今次交渉が成功裏に終了することは、世界市場での公平な競争を可能とし、世界的にも、また、米国
全体および米国農業にとっても正当なことである。昨年10月、ブッシュ米大統領は、相互的な輸出補
助金の撤廃と市場アクセスの拡大を引き換えに、関税および貿易わい曲的な国内補助金の大幅な削減
と将来的な撤廃を提案した。当該提案は、今次交渉の推進の原動力となり、現在交渉相手国に対し米
国の野心に応じるよう求めているところである。


公平かつ正当なプログラムの提供が重要

  さらに、われわれは、いかに農村経済への支持を提供するかについて考えなければならない。
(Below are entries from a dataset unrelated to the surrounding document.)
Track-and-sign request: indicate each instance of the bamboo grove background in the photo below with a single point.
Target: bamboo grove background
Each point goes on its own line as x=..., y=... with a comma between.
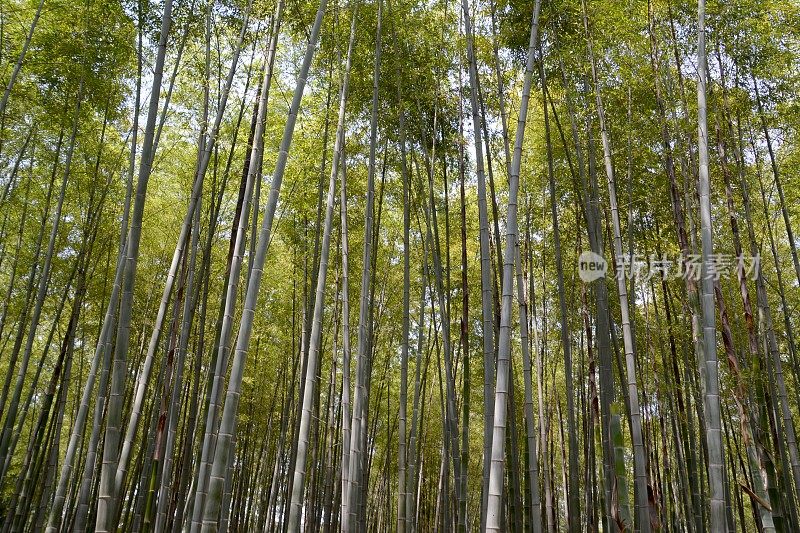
x=273, y=265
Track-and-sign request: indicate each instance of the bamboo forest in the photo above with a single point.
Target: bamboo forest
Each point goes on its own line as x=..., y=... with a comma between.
x=399, y=265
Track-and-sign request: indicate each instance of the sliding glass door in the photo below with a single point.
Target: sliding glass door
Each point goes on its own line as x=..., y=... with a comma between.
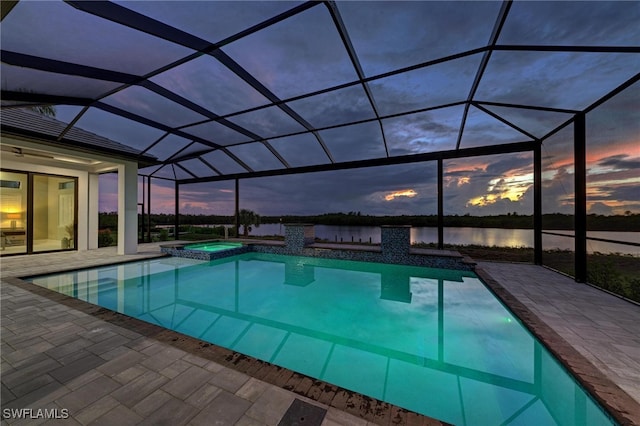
x=13, y=212
x=39, y=212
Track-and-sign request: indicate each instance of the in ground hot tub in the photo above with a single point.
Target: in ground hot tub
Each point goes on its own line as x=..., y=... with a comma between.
x=207, y=250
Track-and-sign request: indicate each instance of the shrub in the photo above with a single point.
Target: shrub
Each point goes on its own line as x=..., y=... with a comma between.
x=105, y=239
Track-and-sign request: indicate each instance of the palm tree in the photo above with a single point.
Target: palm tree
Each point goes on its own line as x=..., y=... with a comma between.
x=246, y=218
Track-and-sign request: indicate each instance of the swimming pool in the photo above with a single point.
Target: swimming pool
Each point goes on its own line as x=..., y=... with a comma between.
x=212, y=246
x=430, y=340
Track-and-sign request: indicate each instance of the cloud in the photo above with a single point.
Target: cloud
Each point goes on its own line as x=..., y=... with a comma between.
x=403, y=193
x=620, y=162
x=600, y=208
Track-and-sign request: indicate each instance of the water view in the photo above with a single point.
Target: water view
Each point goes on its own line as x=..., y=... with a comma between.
x=477, y=236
現在
の農場支援構造については、だれが支持を享受すべきか、また、どのように提供されるべきか異論が
あり、活発な議論が行われている。

 現在の農場支持プログラムでは、全体の3%の農場がプログラム全体の30%の支持を受け取ってい
る。また、米国内の第一次産業における支持プログラムの92%が、5品目(トウモロコシ、大豆、小
麦、米、綿花)の農作物に偏っており、全農業者の3分の2は、最小限の支援のみしか受けていない
現状である。このような不公平感に対する懸念は明確であり、今後、貿易交渉への支持を得るために
も、当該問題については是正しなければならない。

 現在、USDAでは、これまで新農業法フォーラムで出された意見を集約しており、その作業が終
了次第、将来の農村経済発展のための適切な道筋を提案するため、WTO農業交渉の終了を待つこと
なく新たな農業政策を提案することとなる。